Highlights from the interview with Alexander Nemerov

On Helen Frankenthaler 
Helen Frankenthaler was a native New Yorker who was born in 1928, and grew up in a well-to-do family. Her father was a New York state Supreme Court justice. And [she] went on to go to Bennington college in the 1940s and learned how to make modern paintings, Picasso-like paintings, and then returned to New York city after graduation in 1950. And then on, through that decade, the decade that my book concerns, began to fashion her own type of abstract art in a largely male-dominated world of ambitious painters then and there.

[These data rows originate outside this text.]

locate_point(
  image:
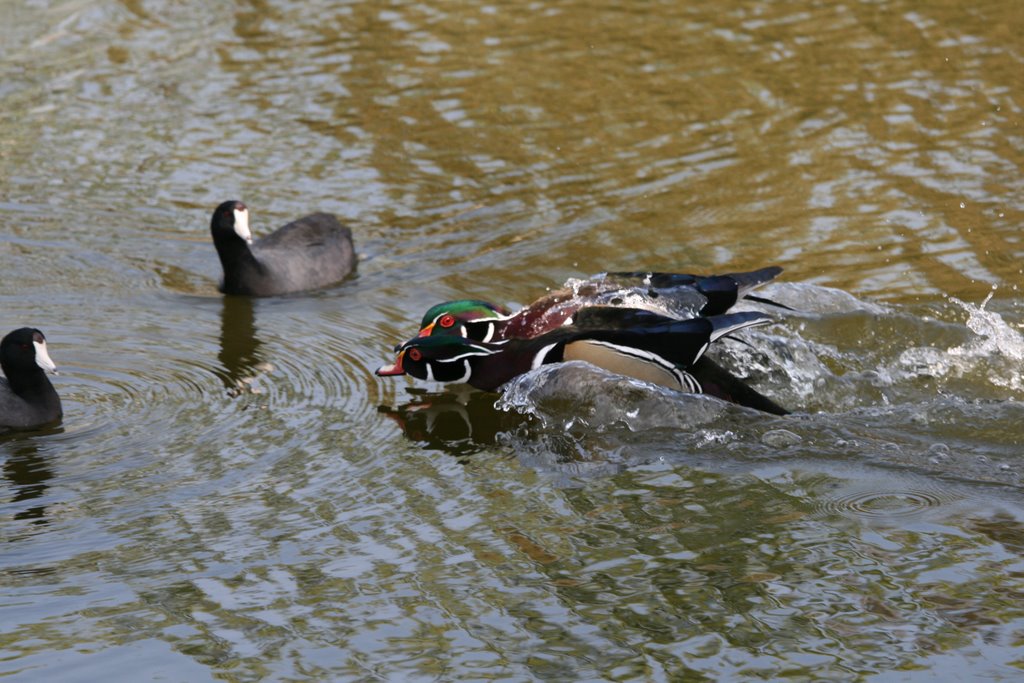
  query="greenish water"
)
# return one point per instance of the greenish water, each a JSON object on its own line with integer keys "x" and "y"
{"x": 233, "y": 496}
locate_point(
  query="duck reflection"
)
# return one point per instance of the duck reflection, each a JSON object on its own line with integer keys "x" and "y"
{"x": 240, "y": 349}
{"x": 460, "y": 424}
{"x": 28, "y": 472}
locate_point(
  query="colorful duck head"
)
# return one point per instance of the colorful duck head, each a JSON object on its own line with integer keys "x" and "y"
{"x": 475, "y": 319}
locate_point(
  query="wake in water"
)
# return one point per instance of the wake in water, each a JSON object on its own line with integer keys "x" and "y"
{"x": 915, "y": 386}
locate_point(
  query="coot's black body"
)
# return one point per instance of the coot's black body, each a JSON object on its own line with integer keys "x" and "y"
{"x": 307, "y": 254}
{"x": 27, "y": 397}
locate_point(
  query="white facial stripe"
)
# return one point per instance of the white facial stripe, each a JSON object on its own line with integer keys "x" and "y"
{"x": 466, "y": 375}
{"x": 43, "y": 358}
{"x": 680, "y": 375}
{"x": 467, "y": 354}
{"x": 242, "y": 224}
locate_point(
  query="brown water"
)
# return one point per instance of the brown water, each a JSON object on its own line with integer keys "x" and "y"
{"x": 233, "y": 496}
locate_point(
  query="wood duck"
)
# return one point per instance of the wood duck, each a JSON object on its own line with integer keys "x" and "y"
{"x": 675, "y": 295}
{"x": 633, "y": 342}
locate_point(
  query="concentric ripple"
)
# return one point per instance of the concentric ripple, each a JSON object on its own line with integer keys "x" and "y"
{"x": 884, "y": 504}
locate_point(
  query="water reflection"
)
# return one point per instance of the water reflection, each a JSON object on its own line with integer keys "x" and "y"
{"x": 240, "y": 348}
{"x": 28, "y": 471}
{"x": 460, "y": 423}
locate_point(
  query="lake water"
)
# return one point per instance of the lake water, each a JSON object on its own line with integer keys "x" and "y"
{"x": 232, "y": 495}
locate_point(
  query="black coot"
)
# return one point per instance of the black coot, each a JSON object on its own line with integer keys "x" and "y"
{"x": 309, "y": 253}
{"x": 27, "y": 397}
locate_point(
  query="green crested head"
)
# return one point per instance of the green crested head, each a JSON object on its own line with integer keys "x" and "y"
{"x": 441, "y": 358}
{"x": 465, "y": 317}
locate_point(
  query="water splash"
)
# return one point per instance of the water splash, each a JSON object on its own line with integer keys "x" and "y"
{"x": 599, "y": 400}
{"x": 994, "y": 351}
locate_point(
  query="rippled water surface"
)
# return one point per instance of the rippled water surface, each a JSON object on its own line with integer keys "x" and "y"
{"x": 232, "y": 495}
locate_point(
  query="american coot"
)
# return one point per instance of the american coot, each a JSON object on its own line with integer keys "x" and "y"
{"x": 309, "y": 253}
{"x": 27, "y": 397}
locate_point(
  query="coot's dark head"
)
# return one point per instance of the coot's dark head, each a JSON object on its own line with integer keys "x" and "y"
{"x": 24, "y": 352}
{"x": 230, "y": 221}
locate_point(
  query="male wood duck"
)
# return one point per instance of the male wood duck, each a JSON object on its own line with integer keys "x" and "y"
{"x": 632, "y": 342}
{"x": 675, "y": 295}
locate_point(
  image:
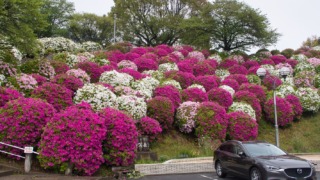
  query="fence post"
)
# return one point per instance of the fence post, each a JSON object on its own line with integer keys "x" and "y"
{"x": 28, "y": 160}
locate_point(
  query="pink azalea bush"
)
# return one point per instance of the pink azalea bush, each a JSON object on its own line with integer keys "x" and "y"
{"x": 22, "y": 121}
{"x": 161, "y": 109}
{"x": 73, "y": 136}
{"x": 211, "y": 121}
{"x": 242, "y": 127}
{"x": 170, "y": 92}
{"x": 150, "y": 127}
{"x": 8, "y": 94}
{"x": 208, "y": 81}
{"x": 121, "y": 138}
{"x": 220, "y": 96}
{"x": 296, "y": 105}
{"x": 251, "y": 99}
{"x": 59, "y": 96}
{"x": 68, "y": 81}
{"x": 285, "y": 112}
{"x": 194, "y": 94}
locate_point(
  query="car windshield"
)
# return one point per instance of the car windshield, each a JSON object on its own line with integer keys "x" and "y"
{"x": 263, "y": 149}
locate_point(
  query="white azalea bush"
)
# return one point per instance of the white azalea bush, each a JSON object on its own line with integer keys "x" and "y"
{"x": 168, "y": 67}
{"x": 197, "y": 86}
{"x": 80, "y": 74}
{"x": 244, "y": 107}
{"x": 97, "y": 96}
{"x": 115, "y": 78}
{"x": 134, "y": 106}
{"x": 309, "y": 98}
{"x": 185, "y": 116}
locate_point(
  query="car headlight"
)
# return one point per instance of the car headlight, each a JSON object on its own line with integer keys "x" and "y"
{"x": 273, "y": 168}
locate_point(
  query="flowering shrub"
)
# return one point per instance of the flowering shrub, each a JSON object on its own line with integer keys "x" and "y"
{"x": 68, "y": 81}
{"x": 309, "y": 99}
{"x": 296, "y": 105}
{"x": 243, "y": 107}
{"x": 79, "y": 73}
{"x": 115, "y": 78}
{"x": 8, "y": 94}
{"x": 251, "y": 99}
{"x": 150, "y": 127}
{"x": 170, "y": 92}
{"x": 133, "y": 106}
{"x": 22, "y": 121}
{"x": 144, "y": 64}
{"x": 92, "y": 69}
{"x": 208, "y": 81}
{"x": 211, "y": 121}
{"x": 185, "y": 116}
{"x": 161, "y": 109}
{"x": 127, "y": 64}
{"x": 185, "y": 79}
{"x": 59, "y": 96}
{"x": 285, "y": 112}
{"x": 121, "y": 138}
{"x": 220, "y": 96}
{"x": 97, "y": 96}
{"x": 194, "y": 94}
{"x": 40, "y": 79}
{"x": 242, "y": 127}
{"x": 73, "y": 136}
{"x": 232, "y": 83}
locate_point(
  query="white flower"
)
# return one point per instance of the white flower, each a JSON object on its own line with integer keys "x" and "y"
{"x": 244, "y": 107}
{"x": 97, "y": 96}
{"x": 168, "y": 67}
{"x": 197, "y": 86}
{"x": 115, "y": 78}
{"x": 133, "y": 105}
{"x": 228, "y": 88}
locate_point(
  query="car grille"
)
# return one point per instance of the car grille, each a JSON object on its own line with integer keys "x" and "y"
{"x": 293, "y": 172}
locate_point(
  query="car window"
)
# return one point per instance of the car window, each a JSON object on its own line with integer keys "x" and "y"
{"x": 263, "y": 149}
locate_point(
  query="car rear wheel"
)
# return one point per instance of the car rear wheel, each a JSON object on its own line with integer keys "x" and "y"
{"x": 255, "y": 174}
{"x": 219, "y": 170}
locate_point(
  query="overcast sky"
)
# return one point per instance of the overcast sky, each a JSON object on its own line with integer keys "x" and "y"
{"x": 296, "y": 20}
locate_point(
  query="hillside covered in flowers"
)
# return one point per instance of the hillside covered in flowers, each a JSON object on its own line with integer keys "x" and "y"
{"x": 82, "y": 105}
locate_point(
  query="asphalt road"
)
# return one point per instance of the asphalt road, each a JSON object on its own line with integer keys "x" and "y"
{"x": 200, "y": 176}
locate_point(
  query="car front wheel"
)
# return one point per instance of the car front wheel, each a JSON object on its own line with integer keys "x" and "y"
{"x": 219, "y": 170}
{"x": 255, "y": 174}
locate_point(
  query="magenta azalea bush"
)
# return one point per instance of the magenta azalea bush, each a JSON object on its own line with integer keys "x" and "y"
{"x": 68, "y": 81}
{"x": 170, "y": 92}
{"x": 59, "y": 96}
{"x": 194, "y": 94}
{"x": 241, "y": 126}
{"x": 285, "y": 112}
{"x": 161, "y": 109}
{"x": 251, "y": 99}
{"x": 208, "y": 81}
{"x": 22, "y": 121}
{"x": 220, "y": 96}
{"x": 211, "y": 121}
{"x": 121, "y": 138}
{"x": 73, "y": 136}
{"x": 149, "y": 127}
{"x": 8, "y": 94}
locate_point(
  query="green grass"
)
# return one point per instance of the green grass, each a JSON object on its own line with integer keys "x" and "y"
{"x": 301, "y": 136}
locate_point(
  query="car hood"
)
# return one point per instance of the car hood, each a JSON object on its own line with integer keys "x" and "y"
{"x": 286, "y": 161}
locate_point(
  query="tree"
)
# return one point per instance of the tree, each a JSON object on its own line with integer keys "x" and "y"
{"x": 90, "y": 27}
{"x": 58, "y": 13}
{"x": 151, "y": 22}
{"x": 19, "y": 19}
{"x": 230, "y": 25}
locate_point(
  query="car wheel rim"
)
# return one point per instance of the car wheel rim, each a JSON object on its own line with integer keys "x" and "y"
{"x": 219, "y": 170}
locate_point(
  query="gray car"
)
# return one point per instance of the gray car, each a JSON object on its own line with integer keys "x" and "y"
{"x": 258, "y": 160}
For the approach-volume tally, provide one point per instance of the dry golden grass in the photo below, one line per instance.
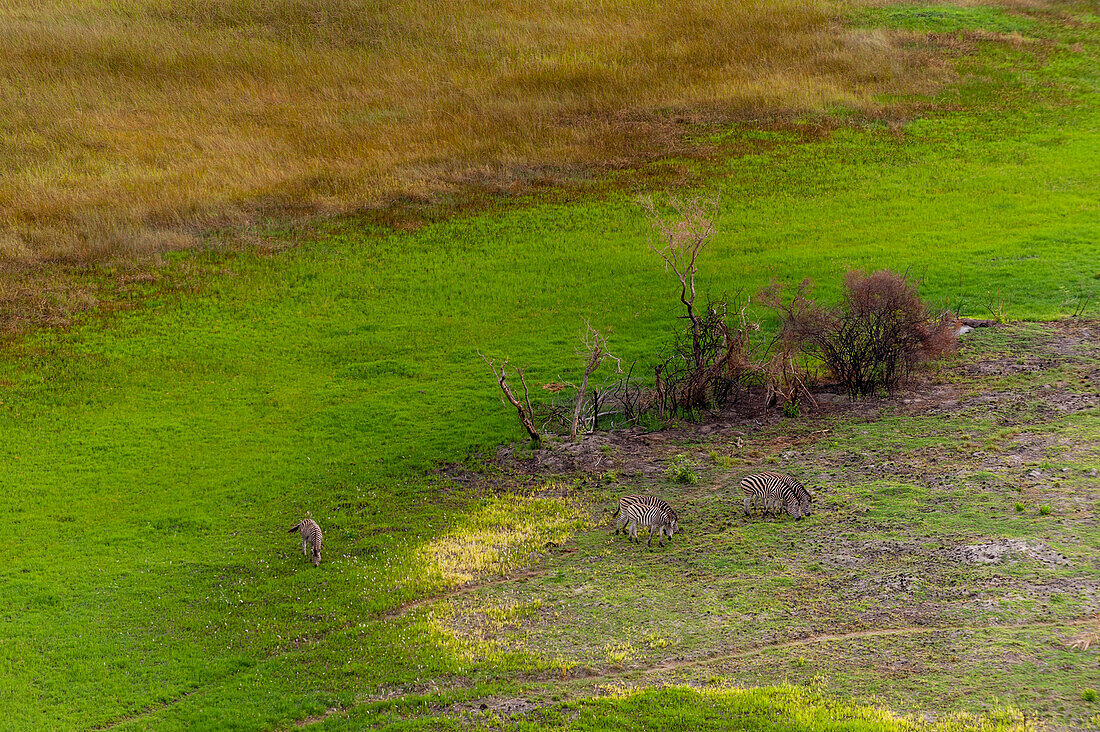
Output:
(127, 124)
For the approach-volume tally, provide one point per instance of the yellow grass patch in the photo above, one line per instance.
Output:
(123, 120)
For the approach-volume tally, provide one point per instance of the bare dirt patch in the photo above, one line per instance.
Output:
(926, 524)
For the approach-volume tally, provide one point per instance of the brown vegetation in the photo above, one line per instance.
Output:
(128, 127)
(875, 337)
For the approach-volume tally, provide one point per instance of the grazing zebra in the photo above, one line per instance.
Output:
(774, 490)
(646, 501)
(310, 538)
(802, 494)
(648, 511)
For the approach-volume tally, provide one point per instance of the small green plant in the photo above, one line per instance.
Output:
(682, 471)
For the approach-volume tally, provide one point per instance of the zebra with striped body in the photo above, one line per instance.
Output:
(776, 490)
(648, 511)
(310, 538)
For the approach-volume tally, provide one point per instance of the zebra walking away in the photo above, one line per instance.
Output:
(648, 511)
(310, 538)
(776, 490)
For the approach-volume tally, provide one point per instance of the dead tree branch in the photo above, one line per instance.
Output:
(682, 237)
(524, 408)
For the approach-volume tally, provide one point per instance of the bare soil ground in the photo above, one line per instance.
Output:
(952, 563)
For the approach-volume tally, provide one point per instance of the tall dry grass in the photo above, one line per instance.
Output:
(125, 124)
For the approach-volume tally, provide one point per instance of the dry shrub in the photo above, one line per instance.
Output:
(875, 338)
(712, 360)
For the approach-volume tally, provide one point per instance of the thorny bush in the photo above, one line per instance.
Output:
(875, 338)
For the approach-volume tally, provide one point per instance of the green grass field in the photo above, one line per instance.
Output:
(154, 457)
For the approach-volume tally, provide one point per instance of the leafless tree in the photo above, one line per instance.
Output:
(595, 351)
(524, 408)
(682, 237)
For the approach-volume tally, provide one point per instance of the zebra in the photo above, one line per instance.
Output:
(310, 538)
(774, 490)
(802, 494)
(649, 511)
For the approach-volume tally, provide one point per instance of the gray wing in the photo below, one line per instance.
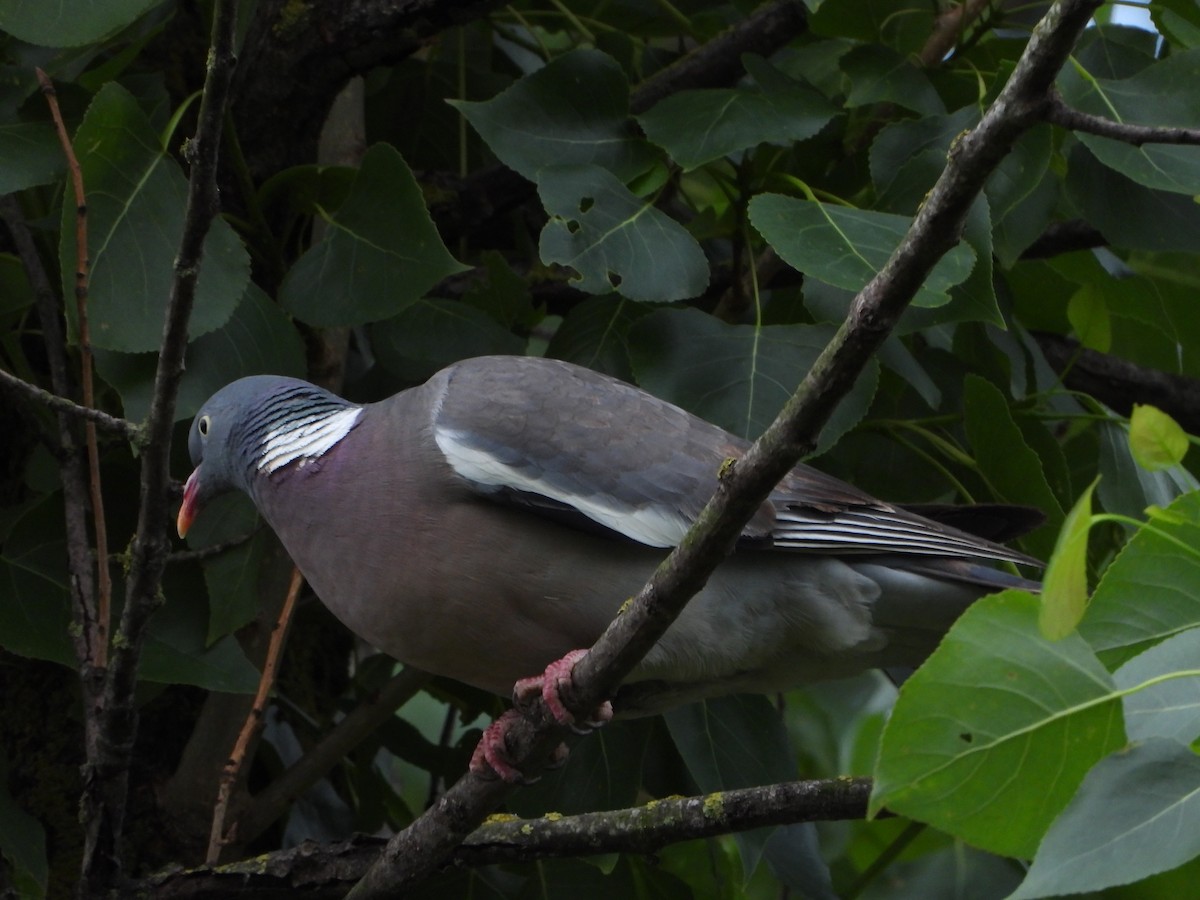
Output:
(567, 441)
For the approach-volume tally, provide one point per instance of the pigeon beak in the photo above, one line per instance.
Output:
(190, 507)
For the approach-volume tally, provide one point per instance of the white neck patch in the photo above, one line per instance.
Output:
(306, 438)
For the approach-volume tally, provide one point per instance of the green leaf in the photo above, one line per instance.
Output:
(573, 112)
(136, 201)
(1156, 439)
(1089, 316)
(879, 75)
(733, 742)
(1161, 568)
(1012, 469)
(697, 126)
(1137, 814)
(737, 376)
(31, 155)
(595, 334)
(23, 844)
(1170, 707)
(69, 23)
(379, 253)
(991, 737)
(1131, 215)
(1065, 583)
(604, 772)
(1158, 95)
(846, 247)
(34, 604)
(258, 339)
(1126, 487)
(431, 334)
(615, 240)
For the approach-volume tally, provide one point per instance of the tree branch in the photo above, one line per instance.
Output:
(325, 870)
(1119, 383)
(1059, 113)
(413, 853)
(121, 427)
(106, 780)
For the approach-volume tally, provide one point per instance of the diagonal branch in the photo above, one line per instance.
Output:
(1059, 113)
(324, 870)
(120, 427)
(413, 853)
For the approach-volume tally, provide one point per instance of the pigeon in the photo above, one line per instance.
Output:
(489, 523)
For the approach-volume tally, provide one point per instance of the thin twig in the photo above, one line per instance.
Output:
(274, 799)
(1059, 113)
(103, 579)
(120, 427)
(107, 774)
(238, 760)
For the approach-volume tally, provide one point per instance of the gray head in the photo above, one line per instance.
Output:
(237, 433)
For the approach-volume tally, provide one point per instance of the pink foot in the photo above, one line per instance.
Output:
(492, 754)
(550, 685)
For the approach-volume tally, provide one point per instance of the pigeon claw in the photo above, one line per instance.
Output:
(550, 684)
(492, 754)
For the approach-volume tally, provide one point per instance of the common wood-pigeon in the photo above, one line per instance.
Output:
(492, 520)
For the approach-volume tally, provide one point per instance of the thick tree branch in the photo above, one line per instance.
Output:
(745, 484)
(1059, 113)
(325, 871)
(107, 777)
(121, 427)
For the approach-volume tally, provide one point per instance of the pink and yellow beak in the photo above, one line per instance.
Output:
(190, 507)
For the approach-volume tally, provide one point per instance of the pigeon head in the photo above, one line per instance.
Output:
(257, 425)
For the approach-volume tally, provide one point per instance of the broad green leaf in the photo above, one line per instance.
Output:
(1137, 814)
(1158, 95)
(177, 649)
(1170, 708)
(1156, 439)
(1179, 21)
(879, 75)
(904, 25)
(573, 112)
(846, 247)
(1152, 589)
(431, 334)
(258, 339)
(616, 241)
(69, 23)
(737, 376)
(234, 577)
(379, 253)
(136, 201)
(1020, 172)
(1065, 585)
(22, 843)
(34, 605)
(991, 737)
(595, 334)
(1090, 317)
(1006, 461)
(1126, 487)
(1131, 215)
(697, 126)
(31, 155)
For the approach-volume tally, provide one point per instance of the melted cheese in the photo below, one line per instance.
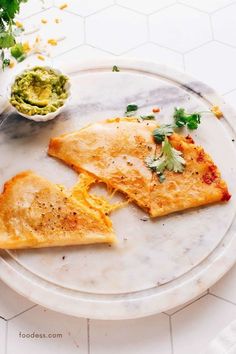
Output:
(114, 151)
(37, 213)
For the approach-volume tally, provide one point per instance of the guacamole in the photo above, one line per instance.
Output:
(40, 90)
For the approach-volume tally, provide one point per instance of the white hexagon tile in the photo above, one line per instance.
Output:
(84, 7)
(157, 53)
(177, 28)
(197, 324)
(207, 5)
(43, 331)
(150, 335)
(11, 304)
(119, 29)
(224, 25)
(60, 25)
(193, 35)
(213, 63)
(35, 7)
(147, 6)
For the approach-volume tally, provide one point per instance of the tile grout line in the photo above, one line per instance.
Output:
(21, 313)
(6, 337)
(187, 305)
(88, 335)
(221, 298)
(171, 335)
(224, 7)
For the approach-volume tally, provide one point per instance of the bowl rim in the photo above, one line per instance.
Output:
(40, 117)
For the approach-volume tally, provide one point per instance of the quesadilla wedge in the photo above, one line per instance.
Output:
(115, 151)
(37, 213)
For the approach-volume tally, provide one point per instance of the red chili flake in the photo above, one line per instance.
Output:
(211, 175)
(189, 139)
(226, 196)
(201, 156)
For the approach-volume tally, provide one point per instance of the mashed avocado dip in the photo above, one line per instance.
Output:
(40, 90)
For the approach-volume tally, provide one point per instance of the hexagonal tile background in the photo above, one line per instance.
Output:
(52, 331)
(177, 27)
(85, 7)
(141, 336)
(198, 36)
(119, 29)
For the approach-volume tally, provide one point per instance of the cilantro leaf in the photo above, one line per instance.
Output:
(173, 158)
(184, 119)
(8, 11)
(17, 52)
(160, 133)
(148, 117)
(131, 109)
(7, 40)
(169, 158)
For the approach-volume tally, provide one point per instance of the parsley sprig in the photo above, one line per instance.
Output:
(169, 158)
(8, 11)
(164, 130)
(182, 119)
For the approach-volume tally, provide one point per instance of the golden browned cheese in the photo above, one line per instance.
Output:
(37, 213)
(115, 151)
(199, 184)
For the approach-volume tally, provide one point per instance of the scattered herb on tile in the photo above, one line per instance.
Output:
(169, 158)
(17, 51)
(8, 11)
(148, 117)
(115, 68)
(160, 133)
(185, 119)
(131, 109)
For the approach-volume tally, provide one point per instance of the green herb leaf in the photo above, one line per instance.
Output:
(131, 109)
(160, 133)
(6, 40)
(173, 158)
(115, 69)
(148, 117)
(8, 11)
(17, 52)
(169, 158)
(184, 119)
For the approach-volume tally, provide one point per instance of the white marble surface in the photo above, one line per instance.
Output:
(210, 56)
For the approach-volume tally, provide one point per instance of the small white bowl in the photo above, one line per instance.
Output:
(40, 117)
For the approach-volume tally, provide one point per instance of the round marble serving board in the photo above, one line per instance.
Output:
(157, 264)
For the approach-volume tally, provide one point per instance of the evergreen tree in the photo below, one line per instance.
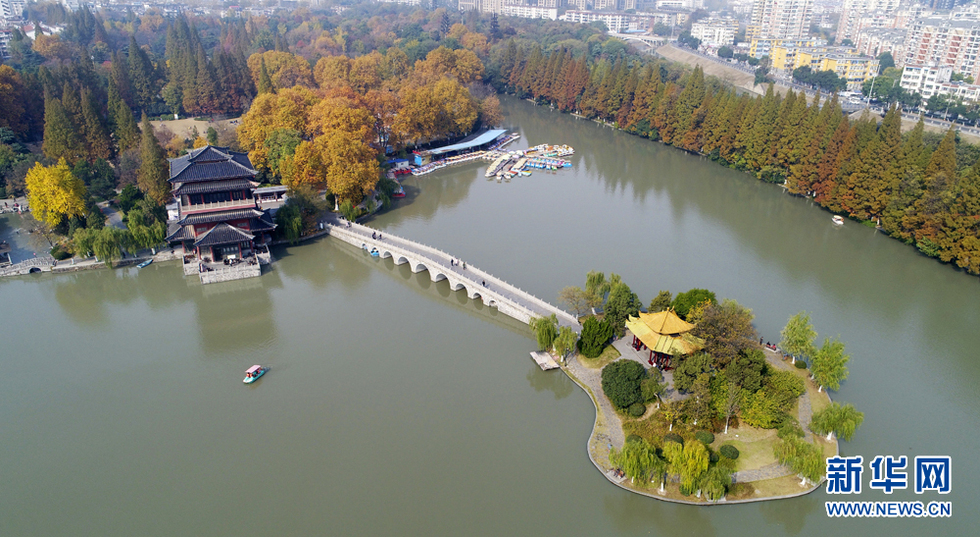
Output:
(154, 169)
(141, 76)
(60, 137)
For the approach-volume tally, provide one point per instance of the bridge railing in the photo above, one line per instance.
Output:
(526, 296)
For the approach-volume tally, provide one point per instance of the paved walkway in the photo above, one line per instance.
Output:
(508, 298)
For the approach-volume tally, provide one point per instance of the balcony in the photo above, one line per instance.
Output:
(217, 205)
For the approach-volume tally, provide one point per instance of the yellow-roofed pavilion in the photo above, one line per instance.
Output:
(665, 335)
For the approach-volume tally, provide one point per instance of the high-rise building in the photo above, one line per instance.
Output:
(952, 39)
(780, 19)
(855, 10)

On wanting to write about Helen Frankenthaler  
I think it was, Yvette, just my attraction to her paintings, foremost, her paintings from the 1950s, which have a quality of catching life on the wing, if that makes sense. A feeling of trying to portray just the lived experience of momentary sensations, that which greets the eye or sort rustles across the senses on a given day, the different emotions we may have, for which we have the simple tidy names, sadness, joy, things like that, but which I think we all know are more complicated, more shaded, possibly beyond the power of language to portray, but which art, particularly a very finely attuned art, can maybe sense and, moreover, depict without then becoming yet another contribution to the disenchantment of the world, to the way we all want to name, claim, show, argue, classify, and, in essence, be done with that, which moves us. So that's a big reason. I don't think any artists ever did it as well as Helen in terms of portraying life on the wing. But there is this personal connection to Helen. Her senior year at Bennington college back in 1948, '49 was my father's [the poet Howard Nemerov] first year as a professor there. And she actually had a class with him.

On choosing to focus on the 1950s, even though Helen Frankenthaler's career spanned 60 years 
I think her paintings from then most appealed to me, and I think they appealed to me most because they're most raw...Her paintings from the 1960s, for example, which are quite glorious and powerful in their own way, have more of an achieved feeling, as if coming from an eminence who is growing ever more secure in her powers and able almost like a top-level magician to deliver effects as needed, magic tricks as needed. But what they miss, at least for me, is this sense that I think we can all experience when we think back to our twenties or as we're experiencing our twenties. Now that is how profoundly uncertain it is, that time of life is... Painfulness all wrapped up with this lack of certitude. You know, Helen said to her dealer once that she didn't think she would live past the age of 35. And she just had a morbid temperament in that way, which may be hard to square with her light pictures. But to me, it's not a contradiction at all. I just think, there's something about that decade for her, in her work, that really moved me as though by looking at it, I could understand a little bit about my twenties, which were in the 1980s, I think many people would agree, one of the grimmest decades in American history. But I want to be clear and I think you understand this, but clear to potential readers that this is not really a book about me. I don't really talk about me except in the introduction. But in fact, looking back on it now that I've written it, I do see that this is a way for me to think about what it is for many people, including me, to be in or have been in, in one's twenties.